Le capitaine Morel demanda à Damien et à Colette de quitter la salle.
Damien refusa.
—Ma femme est bouleversée. Elle ne sait pas ce qu’elle raconte.
Anaïs saisit la main du médecin.
—Je sais exactement ce qu’ils m’ont fait.
Les policiers escortèrent Damien et sa mère dans le couloir.
Morel fit analyser la carte mémoire. La vidéo était continue, authentique et enregistrée à l’heure indiquée par les données de l’ambulance.
Le microphone avait capté davantage que les agresseurs ne l’imaginaient.
On entendait Colette donner des ordres.
La voix de Damien répondait à moins d’un mètre de la victime.

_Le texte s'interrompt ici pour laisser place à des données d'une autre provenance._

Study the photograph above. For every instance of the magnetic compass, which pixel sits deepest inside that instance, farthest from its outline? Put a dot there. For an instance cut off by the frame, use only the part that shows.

Puis deux autres voix apparaissaient : Alain, le père de Damien, et Sabine, sa sœur. Tous deux avaient affirmé avoir passé la journée dans une autre ville.
La caméra montrait pourtant leurs silhouettes et leurs véhicules devant le portail.
Une perquisition fut immédiatement ordonnée.
Dans la remise, les enquêteurs retrouvèrent le banc récemment nettoyé, une canne encore humide, le sachet de piment et la chaussette. Des traces biologiques correspondaient à Anaïs.
Dans le bureau de Damien se trouvait également une promesse de vente portant une imitation de sa signature.
Le véritable mobile apparut alors.
Damien avait accumulé plus de 300 000 euros de dettes dans une société créée avec son père. Il avait promis de vendre le terrain d’Anaïs pour rembourser la banque.
Mais le notaire exigeait qu’elle signe personnellement le lendemain.
Ils avaient voulu la terrifier jusqu’à ce qu’elle accepte.
—Et si je refusais encore ? demanda Anaïs lorsque Morel lui expliqua les documents.
Le policier hésita.
Dans un message retrouvé sur le téléphone de Colette, celle-ci proposait de faire déclarer Anaïs psychologiquement instable après la naissance. Damien aurait ensuite demandé la gestion de ses biens au nom de leur enfant.
Anaïs comprit que l’hôpital n’avait pas seulement interrompu une agression.
Il avait empêché la suite du plan.
Damien et Colette furent placés en détention. Alain et Sabine furent poursuivis pour leur participation et pour avoir laissé Anaïs sans secours.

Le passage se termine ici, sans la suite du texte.